Sous les arcades qui précèdent l'église, Girolamo Todisco peignit entre 1616 et 1634 une Crucifixion des martyrs franciscains du Japon : un sujet rare dans la peinture sacrée, parvenu jusqu'ici quelques décennies seulement après les faits qu'il représente. Le couvent de Sant'Antonio fut édifié à partir de 1512 dans la partie basse de l'agglomération, à l'écart du centre de Rivello, et il demeure le monument le plus important de la commune. C'est aujourd'hui un ancien couvent : à l'étage supérieur, là où se trouvaient les cellules, est installé le musée archéologique.
À voir
L'église a été remaniée dans des formes baroques au XVIIIe siècle, mais elle conserve des pièces bien plus anciennes : des toiles du XVIe siècle, dont une Annonciation signée par Felice Vitale et datée de 1597, et un chœur en bois du XVIIe siècle. La stratification se lit sans peine, car les réfections du XVIIIe siècle n'ont pas effacé le mobilier antérieur.
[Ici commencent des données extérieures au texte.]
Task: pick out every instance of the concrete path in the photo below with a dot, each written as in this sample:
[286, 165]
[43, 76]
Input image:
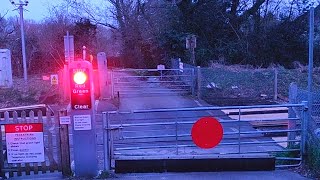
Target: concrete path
[243, 175]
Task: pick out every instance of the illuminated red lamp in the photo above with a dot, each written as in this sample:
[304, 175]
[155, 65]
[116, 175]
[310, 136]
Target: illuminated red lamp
[80, 77]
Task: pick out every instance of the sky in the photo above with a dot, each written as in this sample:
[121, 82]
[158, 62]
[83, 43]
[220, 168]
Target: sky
[37, 9]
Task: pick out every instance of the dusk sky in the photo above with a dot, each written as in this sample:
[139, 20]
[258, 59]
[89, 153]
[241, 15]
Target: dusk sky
[37, 9]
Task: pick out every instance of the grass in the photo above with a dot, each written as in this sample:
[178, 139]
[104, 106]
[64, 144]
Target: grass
[253, 83]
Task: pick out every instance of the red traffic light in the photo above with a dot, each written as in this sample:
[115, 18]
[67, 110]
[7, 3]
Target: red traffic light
[80, 77]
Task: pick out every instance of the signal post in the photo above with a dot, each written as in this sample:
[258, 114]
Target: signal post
[83, 120]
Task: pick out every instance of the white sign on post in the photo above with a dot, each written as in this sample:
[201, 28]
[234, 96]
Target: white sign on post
[24, 143]
[65, 120]
[181, 66]
[54, 79]
[161, 67]
[82, 122]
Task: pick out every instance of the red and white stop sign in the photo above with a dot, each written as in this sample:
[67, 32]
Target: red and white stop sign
[207, 132]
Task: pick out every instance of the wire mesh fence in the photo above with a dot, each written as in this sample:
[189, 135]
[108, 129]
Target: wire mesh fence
[313, 129]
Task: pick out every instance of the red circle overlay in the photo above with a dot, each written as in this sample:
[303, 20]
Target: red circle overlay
[207, 132]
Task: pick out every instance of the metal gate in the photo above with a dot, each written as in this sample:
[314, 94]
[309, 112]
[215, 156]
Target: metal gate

Le cloître est lui aussi peint à fresque par Todisco, et le réfectoire abrite une Cène de Giovanni Todisco. À l'étage, le musée archéologique rassemble des pièces provenant de tout le bassin du fleuve Noce, l'antique Talao, et de celui du Lao : les deux vallées qui relient cette portion de la Basilicate à la mer et au Cilento.
La visite
Le couvent se trouve dans la partie basse de l'agglomération, loin du centre historique : ce n'est pas une étape que l'on ajoute au hasard d'une promenade dans les ruelles, elle se prévoit à part. Les premières choses à regarder sont en plein air et ne demandent pas d'entrer, puisque les fresques de Girolamo Todisco se déploient sous les arcades devant l'église. Viennent ensuite l'intérieur, le cloître et le réfectoire, et enfin la montée à l'étage pour le musée.
Le conseil de la rédaction
Prenez le temps de comparer les deux Todisco qui ont travaillé dans ce bâtiment : Girolamo sous les arcades et dans le cloître, Giovanni au réfectoire avec la Cène. Et sous les arcades, cherchez la Crucifixion des martyrs franciscains du Japon : c'est la scène que vous emporterez, car il ne subsiste que très peu de versions peintes de ce sujet, et en rencontrer une dans un couvent de Basilicate méridionale est la meilleure raison de faire le détour jusqu'ici.